Pubertal metformin reduced adiposity in girls with low birth weight, precocious pubarche

Five years of treatment with pubertal metformin therapy reduced total, hepatic and visceral adiposity beyond puberty and improved the adipokine profile of low birth weight girls with precocious pubarche.

The small study included 38 girls (mean age, 7.9 years) born at low birth weight (mean, 2.4 kg after 38.6 weeks gestation) who had precocious pubarche. Researchers randomly assigned girls to receive metformin across puberty — 425 mg per day for two years then increased to 850 mg per day for two years — or to no treatment. Then, all girls were monitored for one year without intervention.

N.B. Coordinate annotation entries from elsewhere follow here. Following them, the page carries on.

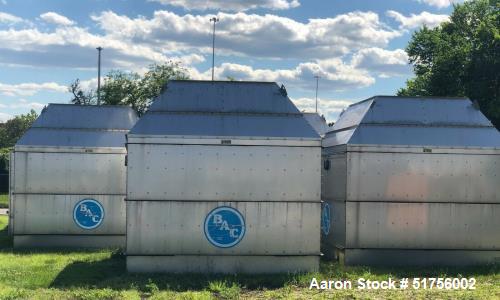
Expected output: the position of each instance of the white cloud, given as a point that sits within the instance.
(440, 3)
(133, 43)
(9, 19)
(5, 117)
(30, 89)
(384, 63)
(25, 104)
(263, 36)
(335, 75)
(415, 21)
(57, 19)
(233, 5)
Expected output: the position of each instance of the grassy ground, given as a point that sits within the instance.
(102, 275)
(4, 201)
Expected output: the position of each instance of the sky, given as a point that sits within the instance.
(356, 47)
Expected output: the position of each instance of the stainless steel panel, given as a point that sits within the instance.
(53, 214)
(423, 177)
(420, 121)
(337, 235)
(426, 136)
(177, 228)
(86, 117)
(290, 126)
(64, 138)
(425, 111)
(219, 140)
(334, 180)
(223, 173)
(67, 125)
(423, 225)
(353, 115)
(317, 122)
(222, 264)
(69, 173)
(431, 258)
(223, 96)
(69, 241)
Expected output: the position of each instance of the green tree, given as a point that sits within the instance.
(80, 96)
(130, 88)
(14, 128)
(10, 132)
(460, 58)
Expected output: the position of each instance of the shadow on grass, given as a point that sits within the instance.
(338, 271)
(111, 273)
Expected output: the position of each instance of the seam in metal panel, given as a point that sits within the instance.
(215, 201)
(228, 145)
(425, 249)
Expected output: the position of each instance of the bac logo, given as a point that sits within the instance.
(325, 218)
(88, 214)
(224, 227)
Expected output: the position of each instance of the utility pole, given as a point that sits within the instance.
(99, 49)
(215, 20)
(317, 84)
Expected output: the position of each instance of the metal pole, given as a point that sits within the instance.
(317, 83)
(99, 49)
(214, 19)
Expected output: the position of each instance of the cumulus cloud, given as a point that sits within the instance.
(30, 89)
(384, 63)
(25, 104)
(9, 19)
(57, 19)
(415, 21)
(335, 75)
(264, 36)
(440, 3)
(234, 5)
(4, 117)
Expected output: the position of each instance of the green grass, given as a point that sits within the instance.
(102, 275)
(4, 201)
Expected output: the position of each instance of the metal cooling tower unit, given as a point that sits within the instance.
(223, 177)
(68, 178)
(412, 181)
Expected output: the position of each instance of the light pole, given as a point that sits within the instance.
(99, 49)
(317, 84)
(215, 20)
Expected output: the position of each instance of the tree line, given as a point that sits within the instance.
(458, 58)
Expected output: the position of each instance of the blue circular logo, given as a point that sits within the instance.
(224, 227)
(325, 218)
(88, 214)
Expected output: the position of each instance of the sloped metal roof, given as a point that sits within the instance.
(68, 125)
(224, 108)
(414, 121)
(317, 122)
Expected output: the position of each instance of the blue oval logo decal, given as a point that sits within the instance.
(224, 227)
(88, 214)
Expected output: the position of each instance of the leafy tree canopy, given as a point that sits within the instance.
(130, 88)
(10, 132)
(460, 58)
(14, 128)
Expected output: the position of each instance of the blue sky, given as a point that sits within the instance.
(355, 46)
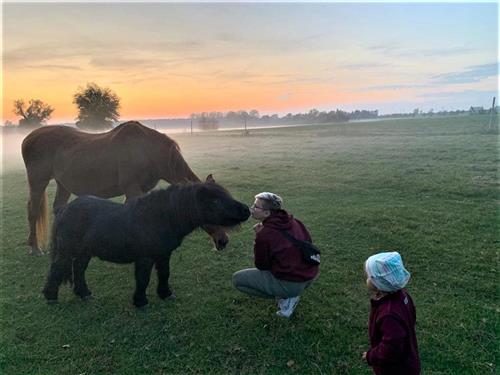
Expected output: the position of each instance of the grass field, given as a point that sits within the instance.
(427, 188)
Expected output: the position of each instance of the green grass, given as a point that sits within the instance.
(427, 188)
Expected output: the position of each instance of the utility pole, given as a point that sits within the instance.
(492, 110)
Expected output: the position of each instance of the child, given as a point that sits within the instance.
(280, 271)
(391, 326)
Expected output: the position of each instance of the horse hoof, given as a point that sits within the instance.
(36, 252)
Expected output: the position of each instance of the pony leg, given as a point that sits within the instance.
(37, 217)
(59, 272)
(62, 196)
(132, 191)
(163, 270)
(80, 287)
(143, 268)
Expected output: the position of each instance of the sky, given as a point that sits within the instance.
(168, 60)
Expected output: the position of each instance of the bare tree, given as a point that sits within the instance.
(34, 115)
(97, 107)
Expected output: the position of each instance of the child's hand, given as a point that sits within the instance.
(258, 227)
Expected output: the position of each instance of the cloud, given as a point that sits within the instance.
(362, 66)
(462, 94)
(52, 67)
(396, 50)
(401, 86)
(471, 74)
(285, 96)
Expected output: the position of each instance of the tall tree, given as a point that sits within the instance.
(97, 107)
(34, 115)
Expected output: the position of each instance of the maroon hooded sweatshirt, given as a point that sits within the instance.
(274, 253)
(394, 349)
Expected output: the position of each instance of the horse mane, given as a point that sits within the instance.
(167, 149)
(174, 206)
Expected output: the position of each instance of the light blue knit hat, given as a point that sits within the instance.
(387, 272)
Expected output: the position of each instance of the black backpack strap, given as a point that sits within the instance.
(288, 236)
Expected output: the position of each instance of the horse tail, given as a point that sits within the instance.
(61, 255)
(42, 223)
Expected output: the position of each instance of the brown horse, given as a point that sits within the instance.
(129, 160)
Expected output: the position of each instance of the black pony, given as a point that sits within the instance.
(144, 231)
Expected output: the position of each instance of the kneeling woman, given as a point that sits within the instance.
(280, 271)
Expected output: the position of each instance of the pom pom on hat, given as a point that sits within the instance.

The researchers published data for the latter year, changes between zero and five years and changes between four and five years.

“Metformin therapy in low birth weight girls with precocious puberty, when started at about age 8 years, and given for four years across puberty, has broadly normalizing effects, most of which seem to persist for at least one year beyond stopping metformin intake,” they wrote.

During the posttreatment year, the benefits of metformin were mostly maintained. After five years, metformin therapy was associated with more lean mass; less total, hepatic and visceral fat; lowering circulating androgen and leptin levels; and elevated high-molecular-weight adiponectin and undercarboxylated osteocalcin levels.

Pubertal therapy was also associated with a more normal age at menarche — mean age of 12.4 years in 17 of 19 metformin-treated girls vs. mean age of 11.4 years in all untreated girls (P<.0001).

The metformin vs. untreated subgroups “followed diverging tracks during the four years of active treatment” but followed mostly parallel tracks across year five. In year five, height gain, lean mass, leptinemia and circulating dehydroepiandrosterone sulfate started to diverge. Insulin-like growth factor I levels in metformin-treated girls were lower than untreated girls during four years of active treatment but converged toward control levels in year five.

“At present, each of the seven randomized, placebo-controlled, metformin trials in nondiabetic children indicates that the effects shown in the present study — particularly those related to body weight, abdominal fat, visceral fat, leptinemia and/or insulin sensitivity — are attributable to the pharmacologic actions of metformin, rather than to a long-term placebo effect,” the researchers wrote.

Ibanez L. J Pediatr. 2010;156:98-102.